Machine Learning for openEO

Open-EO / openeo-processes

Interoperable processes for openEO's big Earth observation cloud processing.

https://processes.openeo.org

Apache License 2.0

49 stars 15 forks source link

Machine Learning for openEO #441

Open m-mohr opened 1 year ago

m-mohr commented 1 year ago

Adds the basic ML processes again #416 (supersedes #418)
Generalizes the predict functionalities #368 (supersedes #396)
...

Potentially interesting for "bring your own model": https://onnx.ai/

m-mohr commented 1 year ago

Variants discussed in the ML meeting:

datacube = load_collection("s2", temporal_extent = ..., spatial_extent = ..., bands = ...)
model = load_ml_model("my-model-id")

# variant 1
function fn(data) {
    return predict_ml_model(data, model)
}
datacube2 = reduce_dimension(datacube, dimension = "bands", reducer = fn)

function fn2(data) {
    return predict_ml_model_probabilities(data, model)
}
datacube3 = apply_dimension(datacube, dimension = "bands", target_dimension = "probabilities", process = fn2)

# variant 2
datacube2 = predict_ml_model(datacube, dimension = "bands", model = model)
datacube3 = predict_ml_model_probabilities(datacube, dimension = "bands", model = model)

m-mohr commented 1 year ago

Some things from the ML meeting:

Regularization may consist of (and is mapped to openEO processes):

resample resolution -> resample_spatial
temporal aggregation -> aggregate_temporal_period
filter extent -> filter_bbox/spatial
cloud removal -> cloud_detection or masking based on cloud bands

-> combine these to a new openEO process with some arguments that are commonly used with reasonable defaults

m-mohr commented 1 year ago

datacube = load_collection("s2", temporal_extent = ..., spatial_extent = ..., bands = ...)
model = load_ml_model("my-model-id")

# variant 1 (does NOT work with the current definition in this PR)
function fn(data) {
    let values = ml_predict(data, model)
    return array_element(values, 0)
}
datacube2 = reduce_dimension(datacube, dimension = "bands", reducer = fn)

function fn2(data) {
    return ml_predict(data, model)
}
datacube3 = apply_dimension(datacube, dimension = "bands", target_dimension = "predictions", process = fn2)

# variant 2 (works with the current definition in this PR)
datacube2 = ml_predict(datacube, model)
datacube2 = drop_dimension(datacube, "predictions")

datacube3 = ml_predict(datacube, model)

PondiB commented 1 year ago

@m-mohr , is there a reason why the keyword fit is used in the naming convention instead of train?
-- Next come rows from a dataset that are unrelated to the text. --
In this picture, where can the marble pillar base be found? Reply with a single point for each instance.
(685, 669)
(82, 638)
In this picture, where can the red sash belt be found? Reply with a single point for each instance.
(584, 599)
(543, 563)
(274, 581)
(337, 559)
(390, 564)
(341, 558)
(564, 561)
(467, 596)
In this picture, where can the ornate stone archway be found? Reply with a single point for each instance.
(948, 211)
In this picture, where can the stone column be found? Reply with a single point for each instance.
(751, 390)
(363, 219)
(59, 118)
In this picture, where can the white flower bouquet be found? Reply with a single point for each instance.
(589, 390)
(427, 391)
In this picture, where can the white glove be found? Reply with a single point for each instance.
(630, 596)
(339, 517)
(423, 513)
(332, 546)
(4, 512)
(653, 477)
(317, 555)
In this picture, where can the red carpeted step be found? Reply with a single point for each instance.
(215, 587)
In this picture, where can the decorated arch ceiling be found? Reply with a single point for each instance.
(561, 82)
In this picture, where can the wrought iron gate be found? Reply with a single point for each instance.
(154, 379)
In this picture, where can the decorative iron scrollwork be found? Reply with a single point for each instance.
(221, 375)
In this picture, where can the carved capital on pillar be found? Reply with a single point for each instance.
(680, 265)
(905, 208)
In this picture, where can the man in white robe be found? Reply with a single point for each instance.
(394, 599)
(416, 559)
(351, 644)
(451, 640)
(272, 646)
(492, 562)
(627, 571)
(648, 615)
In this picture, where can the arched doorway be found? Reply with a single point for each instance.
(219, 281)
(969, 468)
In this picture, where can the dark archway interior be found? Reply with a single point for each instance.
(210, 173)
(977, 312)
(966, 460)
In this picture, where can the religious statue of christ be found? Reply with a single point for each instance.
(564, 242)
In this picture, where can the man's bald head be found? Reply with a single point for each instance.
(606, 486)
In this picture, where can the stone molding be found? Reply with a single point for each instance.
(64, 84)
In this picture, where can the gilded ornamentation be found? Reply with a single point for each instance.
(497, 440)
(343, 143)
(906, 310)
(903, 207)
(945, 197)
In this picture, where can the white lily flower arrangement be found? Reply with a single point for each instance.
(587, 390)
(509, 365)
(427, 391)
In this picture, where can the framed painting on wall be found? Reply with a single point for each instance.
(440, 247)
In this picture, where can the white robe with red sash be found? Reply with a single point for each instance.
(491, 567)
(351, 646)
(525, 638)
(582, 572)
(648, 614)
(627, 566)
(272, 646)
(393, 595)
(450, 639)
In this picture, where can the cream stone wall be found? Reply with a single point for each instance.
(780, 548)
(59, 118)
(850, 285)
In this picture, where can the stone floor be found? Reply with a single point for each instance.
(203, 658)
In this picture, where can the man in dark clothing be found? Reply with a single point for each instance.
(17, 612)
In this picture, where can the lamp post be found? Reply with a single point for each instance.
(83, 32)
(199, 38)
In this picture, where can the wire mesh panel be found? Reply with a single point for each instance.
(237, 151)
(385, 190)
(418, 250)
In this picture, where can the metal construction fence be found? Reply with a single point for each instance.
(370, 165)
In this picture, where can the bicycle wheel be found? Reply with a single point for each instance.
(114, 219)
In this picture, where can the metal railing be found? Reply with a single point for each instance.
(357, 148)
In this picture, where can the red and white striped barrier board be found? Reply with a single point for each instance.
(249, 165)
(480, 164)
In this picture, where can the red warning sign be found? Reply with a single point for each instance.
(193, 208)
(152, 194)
I will work on data cube regularization and do a different PR.

m-mohr commented 1 year ago

Just to align with fit_cuve, I guess. Train is also fine...

PondiB commented 1 year ago

Just to align with fit_cuve, I guess. Train is also fine...

Cool

PondiB commented 10 months ago

@m-mohr is renaming these two to follow with a prefix of "ml" a possible alternative? load_ml_model() > ml_load_model() save_ml_model() > ml_save_model()
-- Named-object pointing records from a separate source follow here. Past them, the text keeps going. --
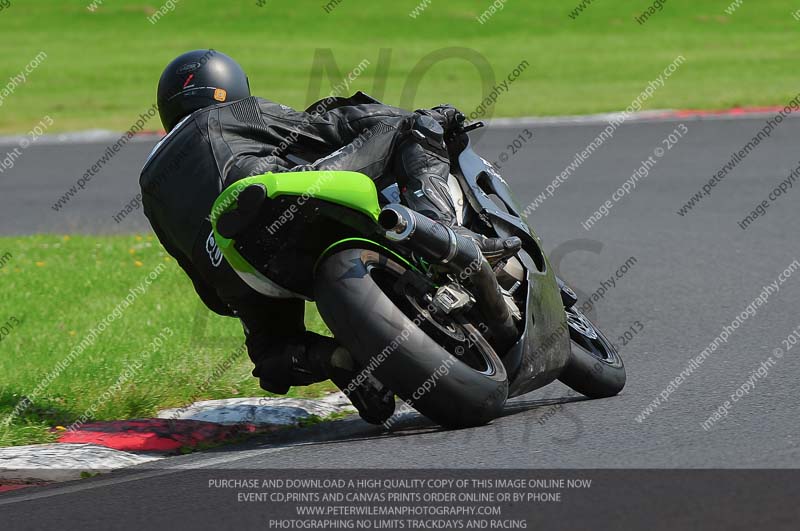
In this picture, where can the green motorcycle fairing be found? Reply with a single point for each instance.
(350, 189)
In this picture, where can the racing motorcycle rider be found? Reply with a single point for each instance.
(217, 134)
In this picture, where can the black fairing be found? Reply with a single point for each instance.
(544, 348)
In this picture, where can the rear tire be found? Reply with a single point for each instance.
(594, 369)
(350, 289)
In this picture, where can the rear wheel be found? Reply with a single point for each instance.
(595, 368)
(441, 366)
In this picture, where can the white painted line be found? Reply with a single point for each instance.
(61, 462)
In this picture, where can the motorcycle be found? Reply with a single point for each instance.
(421, 311)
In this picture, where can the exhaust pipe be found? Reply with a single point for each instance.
(440, 245)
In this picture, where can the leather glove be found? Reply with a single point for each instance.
(452, 118)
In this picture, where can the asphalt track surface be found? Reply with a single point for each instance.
(692, 275)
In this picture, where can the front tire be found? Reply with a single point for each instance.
(357, 302)
(595, 368)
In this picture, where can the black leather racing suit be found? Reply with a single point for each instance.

m-mohr commented 10 months ago

Why? The current proposal follows the load_* and save_result schema.

PondiB commented 10 months ago

Why? The current proposal follows the load_* and save_result schema.

Cool makes sense to follow the previous schema. My initial thoughts came from the perception that it would be good for a general user if most of the ml operations start with that prefix i.e. "ml_".

m-mohr commented 8 months ago

The STAC ML Model extension may get deprecated in favor of https://github.com/crim-ca/dlm-extension @PondiB I think it would be great to get in touch with the folks so that we can influence that it also works for openEO.

PondiB commented 8 months ago

The STAC ML Model extension may get deprecated in favor of https://github.com/crim-ca/dlm-extension @PondiB I think it would be great to get in touch with the folks so that we can influence that it also works for openEO.

Sure thanks, I just saw the notification about it, I will follow up with them.